Optimization of Etching Time, Temperature of Metal Salts in Surface-texturized Silicon Fabricated Through One-Step Metal-Assisted Chemical Etching

Abstract

This study delves into the Metal-Assisted Chemical Etching (MACE) of p-type monocrystalline silicon wafers, with a focus on tailoring surface morphology for heightened performance as thermal absorbers. Employing diverse metal catalysts—specifically, nickel nitrate hexahydrate and silver nitrate salts—the investigation systematically explores the impact of catalyst type, etching time and temperature on nanostructure formation. One of the objectives was to maintain the etching temperature to be as low as possible through the application of the metal catalysts. Achieving >2 of thermal energy absorbance in the UV-Vis-NIR range required immersing samples in a nickel nitrate salt solution at room temperature for 60 minutes.
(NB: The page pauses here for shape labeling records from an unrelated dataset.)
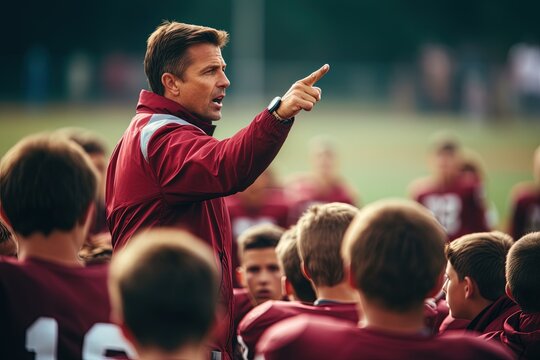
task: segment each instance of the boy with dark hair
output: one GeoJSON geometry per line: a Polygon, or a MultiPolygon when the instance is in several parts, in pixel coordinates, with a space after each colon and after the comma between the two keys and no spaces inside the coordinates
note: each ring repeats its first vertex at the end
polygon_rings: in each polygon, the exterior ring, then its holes
{"type": "Polygon", "coordinates": [[[273,359],[510,359],[496,344],[464,335],[432,336],[424,301],[444,281],[446,234],[433,215],[410,201],[366,206],[343,240],[351,284],[360,296],[358,328],[298,316],[270,328],[257,345],[273,359]]]}
{"type": "Polygon", "coordinates": [[[534,152],[531,182],[516,184],[511,191],[510,234],[519,239],[540,231],[540,146],[534,152]]]}
{"type": "Polygon", "coordinates": [[[84,267],[78,257],[96,184],[88,156],[63,137],[26,137],[2,158],[1,211],[19,262],[0,259],[0,358],[132,352],[109,323],[108,267],[84,267]]]}
{"type": "Polygon", "coordinates": [[[0,256],[17,257],[17,243],[13,234],[0,219],[0,256]]]}
{"type": "Polygon", "coordinates": [[[462,236],[446,247],[450,316],[470,321],[467,330],[502,330],[506,318],[519,310],[504,293],[506,255],[513,243],[509,235],[492,231],[462,236]]]}
{"type": "Polygon", "coordinates": [[[112,314],[146,359],[213,359],[219,277],[211,249],[177,229],[135,236],[112,260],[112,314]]]}
{"type": "MultiPolygon", "coordinates": [[[[260,224],[247,229],[238,238],[240,266],[236,274],[244,288],[233,291],[234,334],[240,321],[254,306],[283,298],[281,270],[276,255],[276,246],[283,232],[284,229],[277,225],[260,224]]],[[[233,349],[236,349],[236,338],[233,339],[233,349]]]]}
{"type": "Polygon", "coordinates": [[[452,134],[432,141],[432,175],[409,186],[411,198],[427,207],[445,228],[450,241],[488,231],[481,184],[463,176],[461,144],[452,134]]]}
{"type": "Polygon", "coordinates": [[[300,266],[317,299],[313,305],[269,301],[249,312],[238,329],[244,358],[253,358],[255,345],[269,326],[292,316],[325,315],[358,322],[358,297],[347,284],[340,253],[343,235],[357,212],[349,204],[329,203],[313,205],[302,215],[297,224],[300,266]]]}
{"type": "Polygon", "coordinates": [[[247,229],[238,239],[237,275],[253,305],[283,297],[276,246],[284,231],[274,224],[261,224],[247,229]]]}
{"type": "Polygon", "coordinates": [[[317,299],[311,282],[302,273],[302,260],[298,254],[296,225],[285,231],[276,247],[276,254],[283,276],[282,292],[290,301],[312,304],[317,299]]]}
{"type": "Polygon", "coordinates": [[[540,358],[540,232],[516,241],[506,260],[506,293],[520,311],[500,331],[483,336],[501,342],[518,359],[540,358]]]}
Characterization through UV-Vis-NIR spectroscopy revealed reflectance and absorbance spectra, with silver nitrate salt-etched samples demonstrating exceptional performance, achieving the lowest reflectance values within the critical wavelength range of 300–1800 nm. Notably, after 60 minutes of etching, silver nitrate salt-etched samples produced reflectance values ranging from 0.19 % to 3.45 %. Optimized parameters for nickel nitrate salt-etched samples were identified at 30 minutes of etching and 50 °C, showcasing an average reflectance of 1.54 %. The consideration of energy conservation was paramount, prompting the initial observation of each catalyst's performance during the etching process with no heating at room temperature. Subsequently, in the extended phase of the study, the etching temperature was gradually increased. Raising the etching temperature served as a method of varying the process parameter to observe its impact on the formation of surface nanostructures and absorbing performance. The study concludes with recommendations for future research, advocating for the exploration of additional metal catalysts and investigation of combined catalysts.